Tuttavia, per riuscire a implementare questo disegno, occorre da un lato il sostegno economico - il settore, da solo, non è in grado di sopportare la chiusura dei punti vendita – e dall’altro un approccio che punti fermamente sulla neutralità tecnologica. La proposta inclusa nel pacchetto Fit for 55 di bandire il motore endotermico entro il 2030 i veicoli a benzina e gasolio ed entro il 2035 perfino l’ibrido, è invece la chiara dimostrazione che la bussola della neutralità tecnologica è stata abbandonata. Un simile phase out poggia, infatti, su un presupposto tecnico fallace: il calcolo delle emissioni allo scarico. Misurare le emissioni “thank to wheel” anziché adottare un approccio di Life Cycle Assessment (che per l’elettrico dovrebbe essere addirittura riferita al “mining to recycling”), porta ad una valutazione distorta dell’impatto ambientale dei propulsori termici rispetto a quelli elettrici.

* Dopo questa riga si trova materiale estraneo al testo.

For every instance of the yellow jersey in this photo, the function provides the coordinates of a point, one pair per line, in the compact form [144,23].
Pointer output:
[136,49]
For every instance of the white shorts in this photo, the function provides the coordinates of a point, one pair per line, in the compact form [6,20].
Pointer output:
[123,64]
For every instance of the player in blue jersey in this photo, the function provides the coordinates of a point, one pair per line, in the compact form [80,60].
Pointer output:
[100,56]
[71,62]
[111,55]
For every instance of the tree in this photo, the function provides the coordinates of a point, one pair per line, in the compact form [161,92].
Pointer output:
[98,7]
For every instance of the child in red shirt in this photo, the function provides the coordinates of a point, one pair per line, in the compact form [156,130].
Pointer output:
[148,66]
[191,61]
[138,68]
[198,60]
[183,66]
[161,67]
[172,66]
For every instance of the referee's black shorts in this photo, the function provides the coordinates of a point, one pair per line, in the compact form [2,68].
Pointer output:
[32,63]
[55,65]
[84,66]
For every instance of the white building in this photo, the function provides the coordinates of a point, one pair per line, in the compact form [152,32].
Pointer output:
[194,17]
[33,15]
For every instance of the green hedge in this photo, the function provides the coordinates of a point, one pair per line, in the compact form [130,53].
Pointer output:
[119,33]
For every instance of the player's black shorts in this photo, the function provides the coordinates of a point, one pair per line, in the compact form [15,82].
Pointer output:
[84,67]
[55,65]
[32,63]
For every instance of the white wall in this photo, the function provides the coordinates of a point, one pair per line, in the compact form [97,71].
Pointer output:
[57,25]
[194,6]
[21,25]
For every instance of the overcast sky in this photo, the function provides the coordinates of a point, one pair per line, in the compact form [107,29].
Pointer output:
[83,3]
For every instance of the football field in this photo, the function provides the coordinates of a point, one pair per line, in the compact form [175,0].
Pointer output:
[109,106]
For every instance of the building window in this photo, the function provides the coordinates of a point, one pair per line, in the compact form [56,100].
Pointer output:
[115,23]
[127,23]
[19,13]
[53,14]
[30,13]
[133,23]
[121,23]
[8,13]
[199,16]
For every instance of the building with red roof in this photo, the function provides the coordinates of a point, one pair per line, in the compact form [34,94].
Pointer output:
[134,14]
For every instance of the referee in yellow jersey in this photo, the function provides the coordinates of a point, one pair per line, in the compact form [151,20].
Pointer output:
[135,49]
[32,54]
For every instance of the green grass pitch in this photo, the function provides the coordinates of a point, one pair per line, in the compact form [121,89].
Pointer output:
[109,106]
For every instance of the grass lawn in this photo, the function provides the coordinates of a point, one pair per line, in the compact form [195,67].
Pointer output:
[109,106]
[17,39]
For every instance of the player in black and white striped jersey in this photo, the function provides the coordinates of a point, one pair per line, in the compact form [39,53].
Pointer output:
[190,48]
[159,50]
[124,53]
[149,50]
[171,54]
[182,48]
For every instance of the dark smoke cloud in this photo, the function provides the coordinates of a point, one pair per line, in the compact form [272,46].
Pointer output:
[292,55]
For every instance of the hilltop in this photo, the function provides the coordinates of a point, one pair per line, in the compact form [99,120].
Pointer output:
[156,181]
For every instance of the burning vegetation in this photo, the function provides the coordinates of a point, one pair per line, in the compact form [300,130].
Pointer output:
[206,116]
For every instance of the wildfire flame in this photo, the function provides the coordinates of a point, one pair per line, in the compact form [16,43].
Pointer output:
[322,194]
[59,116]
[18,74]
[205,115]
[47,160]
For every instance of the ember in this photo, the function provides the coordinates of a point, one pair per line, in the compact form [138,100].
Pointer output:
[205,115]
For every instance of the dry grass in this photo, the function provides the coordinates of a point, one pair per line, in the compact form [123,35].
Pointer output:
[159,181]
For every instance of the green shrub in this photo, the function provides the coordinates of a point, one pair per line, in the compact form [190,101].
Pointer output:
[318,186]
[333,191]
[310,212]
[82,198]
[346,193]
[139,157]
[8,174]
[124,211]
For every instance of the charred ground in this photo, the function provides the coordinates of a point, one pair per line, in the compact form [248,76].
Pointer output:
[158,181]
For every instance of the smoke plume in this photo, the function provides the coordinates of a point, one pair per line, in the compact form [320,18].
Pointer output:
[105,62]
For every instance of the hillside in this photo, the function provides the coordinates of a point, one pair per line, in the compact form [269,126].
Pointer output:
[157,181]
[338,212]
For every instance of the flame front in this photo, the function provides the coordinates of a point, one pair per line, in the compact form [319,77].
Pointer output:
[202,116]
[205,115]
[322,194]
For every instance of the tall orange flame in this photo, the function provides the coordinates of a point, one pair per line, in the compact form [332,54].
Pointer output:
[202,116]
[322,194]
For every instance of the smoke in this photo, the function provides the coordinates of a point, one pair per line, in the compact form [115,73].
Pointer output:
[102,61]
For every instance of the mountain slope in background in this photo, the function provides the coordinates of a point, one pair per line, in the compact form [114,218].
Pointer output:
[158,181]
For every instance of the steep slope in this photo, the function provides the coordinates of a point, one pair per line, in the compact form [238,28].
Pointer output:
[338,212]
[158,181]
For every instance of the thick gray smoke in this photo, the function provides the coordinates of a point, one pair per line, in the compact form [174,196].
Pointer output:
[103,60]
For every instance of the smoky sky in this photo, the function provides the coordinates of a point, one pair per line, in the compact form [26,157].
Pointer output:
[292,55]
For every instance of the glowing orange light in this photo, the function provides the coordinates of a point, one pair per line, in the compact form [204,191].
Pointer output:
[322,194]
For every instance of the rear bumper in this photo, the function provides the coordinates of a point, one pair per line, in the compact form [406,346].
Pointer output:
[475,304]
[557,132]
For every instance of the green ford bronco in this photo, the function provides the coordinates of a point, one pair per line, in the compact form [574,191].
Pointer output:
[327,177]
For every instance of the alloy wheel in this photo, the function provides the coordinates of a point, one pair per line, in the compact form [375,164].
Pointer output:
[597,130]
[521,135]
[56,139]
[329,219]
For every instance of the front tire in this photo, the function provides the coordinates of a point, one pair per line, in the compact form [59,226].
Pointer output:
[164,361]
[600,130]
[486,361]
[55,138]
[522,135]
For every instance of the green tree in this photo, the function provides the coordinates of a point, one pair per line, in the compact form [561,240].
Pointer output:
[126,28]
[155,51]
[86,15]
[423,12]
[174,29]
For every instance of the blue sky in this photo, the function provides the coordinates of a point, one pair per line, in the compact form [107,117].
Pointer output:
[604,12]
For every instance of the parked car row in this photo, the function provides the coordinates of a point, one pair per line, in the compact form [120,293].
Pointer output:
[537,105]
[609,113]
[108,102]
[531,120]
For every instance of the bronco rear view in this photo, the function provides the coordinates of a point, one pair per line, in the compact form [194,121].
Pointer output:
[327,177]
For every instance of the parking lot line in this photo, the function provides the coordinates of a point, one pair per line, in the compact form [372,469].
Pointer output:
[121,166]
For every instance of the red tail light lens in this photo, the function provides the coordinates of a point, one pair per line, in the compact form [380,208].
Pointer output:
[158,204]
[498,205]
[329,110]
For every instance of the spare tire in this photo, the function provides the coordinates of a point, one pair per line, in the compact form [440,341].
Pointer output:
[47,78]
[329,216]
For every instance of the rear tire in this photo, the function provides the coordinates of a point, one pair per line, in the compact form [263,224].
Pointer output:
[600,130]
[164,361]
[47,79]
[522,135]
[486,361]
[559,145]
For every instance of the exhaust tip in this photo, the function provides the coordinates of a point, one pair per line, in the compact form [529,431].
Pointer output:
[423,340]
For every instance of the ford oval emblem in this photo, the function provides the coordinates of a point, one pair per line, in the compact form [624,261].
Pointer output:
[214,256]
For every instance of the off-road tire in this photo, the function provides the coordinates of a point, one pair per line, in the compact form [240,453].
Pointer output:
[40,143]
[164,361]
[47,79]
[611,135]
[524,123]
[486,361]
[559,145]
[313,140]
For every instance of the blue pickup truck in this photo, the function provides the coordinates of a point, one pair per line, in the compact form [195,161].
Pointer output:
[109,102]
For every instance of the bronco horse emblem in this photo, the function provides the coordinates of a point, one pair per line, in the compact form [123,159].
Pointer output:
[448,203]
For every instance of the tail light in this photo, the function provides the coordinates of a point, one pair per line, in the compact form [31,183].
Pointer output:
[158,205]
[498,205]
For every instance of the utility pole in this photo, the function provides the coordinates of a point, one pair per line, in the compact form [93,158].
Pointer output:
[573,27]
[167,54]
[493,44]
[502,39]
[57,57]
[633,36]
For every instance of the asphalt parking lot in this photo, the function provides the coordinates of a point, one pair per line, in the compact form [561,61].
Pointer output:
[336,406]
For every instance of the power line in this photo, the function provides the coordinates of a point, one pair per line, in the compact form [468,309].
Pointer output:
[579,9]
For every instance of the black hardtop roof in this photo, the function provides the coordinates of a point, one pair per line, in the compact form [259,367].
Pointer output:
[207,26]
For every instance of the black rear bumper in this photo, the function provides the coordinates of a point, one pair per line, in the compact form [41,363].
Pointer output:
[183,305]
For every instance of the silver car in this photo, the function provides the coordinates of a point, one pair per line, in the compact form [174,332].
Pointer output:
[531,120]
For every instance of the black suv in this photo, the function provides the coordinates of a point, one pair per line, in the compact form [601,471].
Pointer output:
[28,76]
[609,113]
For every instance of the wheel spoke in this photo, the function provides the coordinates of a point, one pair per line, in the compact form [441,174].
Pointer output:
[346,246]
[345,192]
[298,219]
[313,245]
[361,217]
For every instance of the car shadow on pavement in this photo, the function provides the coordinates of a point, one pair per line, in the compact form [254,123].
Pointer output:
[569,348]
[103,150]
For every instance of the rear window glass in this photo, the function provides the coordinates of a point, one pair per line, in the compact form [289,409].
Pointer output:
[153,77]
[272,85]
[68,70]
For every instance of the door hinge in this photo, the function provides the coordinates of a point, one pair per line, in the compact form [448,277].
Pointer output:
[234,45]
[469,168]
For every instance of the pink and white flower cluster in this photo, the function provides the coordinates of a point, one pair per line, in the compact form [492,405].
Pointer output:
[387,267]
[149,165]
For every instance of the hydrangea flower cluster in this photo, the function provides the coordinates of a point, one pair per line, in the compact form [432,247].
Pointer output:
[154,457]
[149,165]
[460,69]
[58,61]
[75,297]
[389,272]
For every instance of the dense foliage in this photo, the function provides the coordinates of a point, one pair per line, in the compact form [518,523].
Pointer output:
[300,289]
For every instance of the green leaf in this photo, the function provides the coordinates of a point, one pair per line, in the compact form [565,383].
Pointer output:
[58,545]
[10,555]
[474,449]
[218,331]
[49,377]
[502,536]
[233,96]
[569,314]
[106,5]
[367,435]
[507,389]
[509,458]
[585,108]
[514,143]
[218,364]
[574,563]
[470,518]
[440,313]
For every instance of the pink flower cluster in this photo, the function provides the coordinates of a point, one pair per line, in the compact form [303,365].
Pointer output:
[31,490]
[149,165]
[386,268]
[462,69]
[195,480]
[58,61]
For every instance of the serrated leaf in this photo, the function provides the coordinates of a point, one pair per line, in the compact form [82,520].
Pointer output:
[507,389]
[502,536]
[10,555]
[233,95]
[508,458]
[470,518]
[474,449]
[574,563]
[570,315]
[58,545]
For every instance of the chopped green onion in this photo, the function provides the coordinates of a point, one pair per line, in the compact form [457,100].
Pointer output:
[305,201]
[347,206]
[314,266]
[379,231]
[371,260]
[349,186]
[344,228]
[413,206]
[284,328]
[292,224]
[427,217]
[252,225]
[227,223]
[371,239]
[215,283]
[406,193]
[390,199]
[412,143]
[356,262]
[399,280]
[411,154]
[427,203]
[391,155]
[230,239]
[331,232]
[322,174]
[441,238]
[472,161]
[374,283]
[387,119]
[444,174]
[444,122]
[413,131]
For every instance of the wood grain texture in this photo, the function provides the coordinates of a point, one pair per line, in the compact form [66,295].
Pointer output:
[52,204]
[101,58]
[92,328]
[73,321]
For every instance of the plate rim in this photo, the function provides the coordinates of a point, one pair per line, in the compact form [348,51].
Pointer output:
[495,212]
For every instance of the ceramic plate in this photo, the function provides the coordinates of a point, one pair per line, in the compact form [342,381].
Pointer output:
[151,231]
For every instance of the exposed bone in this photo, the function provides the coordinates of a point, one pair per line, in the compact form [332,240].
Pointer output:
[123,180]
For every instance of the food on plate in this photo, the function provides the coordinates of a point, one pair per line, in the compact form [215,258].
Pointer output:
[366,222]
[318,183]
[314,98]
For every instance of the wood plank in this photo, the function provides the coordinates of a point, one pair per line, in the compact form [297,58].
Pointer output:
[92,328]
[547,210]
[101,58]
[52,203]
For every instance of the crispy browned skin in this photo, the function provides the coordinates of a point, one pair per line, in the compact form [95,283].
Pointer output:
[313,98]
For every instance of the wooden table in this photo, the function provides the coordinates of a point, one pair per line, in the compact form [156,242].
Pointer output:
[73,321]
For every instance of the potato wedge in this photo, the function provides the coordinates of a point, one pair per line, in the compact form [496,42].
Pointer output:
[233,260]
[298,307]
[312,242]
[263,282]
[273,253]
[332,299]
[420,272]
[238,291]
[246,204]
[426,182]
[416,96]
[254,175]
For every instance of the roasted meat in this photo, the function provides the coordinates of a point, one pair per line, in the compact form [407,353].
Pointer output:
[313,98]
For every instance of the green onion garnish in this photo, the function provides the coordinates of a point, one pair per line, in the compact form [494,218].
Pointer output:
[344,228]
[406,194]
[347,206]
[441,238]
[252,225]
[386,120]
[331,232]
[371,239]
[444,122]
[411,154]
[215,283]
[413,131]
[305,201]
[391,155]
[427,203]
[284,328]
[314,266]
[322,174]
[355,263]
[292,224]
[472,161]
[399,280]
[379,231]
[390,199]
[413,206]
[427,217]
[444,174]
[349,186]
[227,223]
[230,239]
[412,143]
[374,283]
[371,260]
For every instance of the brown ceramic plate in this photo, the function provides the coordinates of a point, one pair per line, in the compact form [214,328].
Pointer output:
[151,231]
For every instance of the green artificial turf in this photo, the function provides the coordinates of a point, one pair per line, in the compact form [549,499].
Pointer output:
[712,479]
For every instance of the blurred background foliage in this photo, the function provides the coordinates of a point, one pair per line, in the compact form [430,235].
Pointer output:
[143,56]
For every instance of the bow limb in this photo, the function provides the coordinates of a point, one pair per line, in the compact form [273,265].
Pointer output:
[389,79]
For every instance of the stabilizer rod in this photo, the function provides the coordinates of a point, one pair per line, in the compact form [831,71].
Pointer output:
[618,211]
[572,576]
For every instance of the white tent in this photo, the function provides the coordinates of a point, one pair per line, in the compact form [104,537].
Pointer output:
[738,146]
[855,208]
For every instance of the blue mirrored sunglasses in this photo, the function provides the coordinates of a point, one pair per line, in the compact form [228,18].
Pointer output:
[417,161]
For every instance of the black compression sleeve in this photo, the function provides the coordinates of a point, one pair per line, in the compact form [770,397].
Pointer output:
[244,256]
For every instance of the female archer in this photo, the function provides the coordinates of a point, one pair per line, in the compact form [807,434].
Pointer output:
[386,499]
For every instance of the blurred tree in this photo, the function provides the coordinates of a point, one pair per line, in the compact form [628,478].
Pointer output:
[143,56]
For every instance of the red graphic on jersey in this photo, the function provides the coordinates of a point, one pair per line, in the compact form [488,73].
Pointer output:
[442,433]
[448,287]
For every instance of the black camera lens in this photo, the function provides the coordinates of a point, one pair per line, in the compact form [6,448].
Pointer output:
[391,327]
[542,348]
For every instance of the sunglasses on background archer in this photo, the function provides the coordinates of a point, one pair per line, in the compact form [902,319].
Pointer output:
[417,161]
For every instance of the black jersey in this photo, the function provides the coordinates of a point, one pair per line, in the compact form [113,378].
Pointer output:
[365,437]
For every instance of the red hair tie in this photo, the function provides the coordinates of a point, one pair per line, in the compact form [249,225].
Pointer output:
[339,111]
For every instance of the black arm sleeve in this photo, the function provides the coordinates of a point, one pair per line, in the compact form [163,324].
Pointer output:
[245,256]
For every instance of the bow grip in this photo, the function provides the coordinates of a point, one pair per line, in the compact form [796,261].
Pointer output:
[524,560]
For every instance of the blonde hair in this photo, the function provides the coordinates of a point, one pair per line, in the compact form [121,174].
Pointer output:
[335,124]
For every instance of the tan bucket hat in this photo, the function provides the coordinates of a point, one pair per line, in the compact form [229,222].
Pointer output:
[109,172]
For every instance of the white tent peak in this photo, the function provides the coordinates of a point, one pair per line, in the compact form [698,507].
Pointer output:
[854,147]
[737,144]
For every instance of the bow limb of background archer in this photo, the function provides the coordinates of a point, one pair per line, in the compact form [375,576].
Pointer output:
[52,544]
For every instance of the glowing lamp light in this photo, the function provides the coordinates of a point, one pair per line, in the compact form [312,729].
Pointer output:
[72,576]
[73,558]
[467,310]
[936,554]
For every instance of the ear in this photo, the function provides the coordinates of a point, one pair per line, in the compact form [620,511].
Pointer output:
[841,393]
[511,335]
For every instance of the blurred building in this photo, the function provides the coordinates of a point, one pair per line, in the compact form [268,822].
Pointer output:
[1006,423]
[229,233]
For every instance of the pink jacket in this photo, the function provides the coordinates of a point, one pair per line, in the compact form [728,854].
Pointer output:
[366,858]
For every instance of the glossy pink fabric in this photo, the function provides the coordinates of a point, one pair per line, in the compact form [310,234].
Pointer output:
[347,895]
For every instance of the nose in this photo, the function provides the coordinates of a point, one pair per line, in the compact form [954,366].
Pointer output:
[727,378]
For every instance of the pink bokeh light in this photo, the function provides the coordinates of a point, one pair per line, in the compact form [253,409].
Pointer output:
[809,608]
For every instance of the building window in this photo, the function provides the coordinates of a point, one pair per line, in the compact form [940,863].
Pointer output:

Lo stesso discorso vale nel confronto tra i diversi carburanti e tra i diversi vettori energetici, i quali devono essere valutati anch’essi sull’intero ciclo di vita per non incorrere, di nuovo, in un’evidente distorsione. Abbandonare la neutralità tecnologica sarebbe un’incoerenza imperdonabile, soprattutto ora che tutti, a partire dall’Agenzia Internazionale per l’Energia (AIE), ammettono che la decarbonizzazione al 2050 sarà raggiunta grazie a tecnologie ancora in parte sconosciute o da scalare dal livello di prototipo in cui trovano ora a quello industriale. È pertanto necessario avere chiaro l’obiettivo del Net Zero 2050, ma lasciare alla creatività dell’innovazione tecnologica e del mercato il compito di strutturare le soluzioni più efficaci.
Da ultimo, ma non meno importante, se le ricette della transizione continueranno a essere pensate a misura di economie occidentali avanzate, e non verranno calibrate sulla condizione reale degli altri 4,5 miliardi di abitanti del pianeta - tra cui figurano gli attuali principali emettitori di GHG e le aree a maggior sviluppo demografico ed economico da qui al 2050 - questo impegno rischia di restare sterile e di tradursi in un vacuo ambientalismo “lustra-coscienze”. Saremo i “best in class”, ma questo sforzo avrà realmente la capacità di condurre il mondo sulla via della decarbonizzazione? Ad oggi l’industria del cemento e quella dell’acciaio cinesi generano, da sole, più del totale delle emissioni europee. È un esempio emblematico tra i tanti possibili. Che, tuttavia, rappresenta plasticamente le difficoltà e gli interrogativi della transizione energetica, come sfida umana senza precedenti.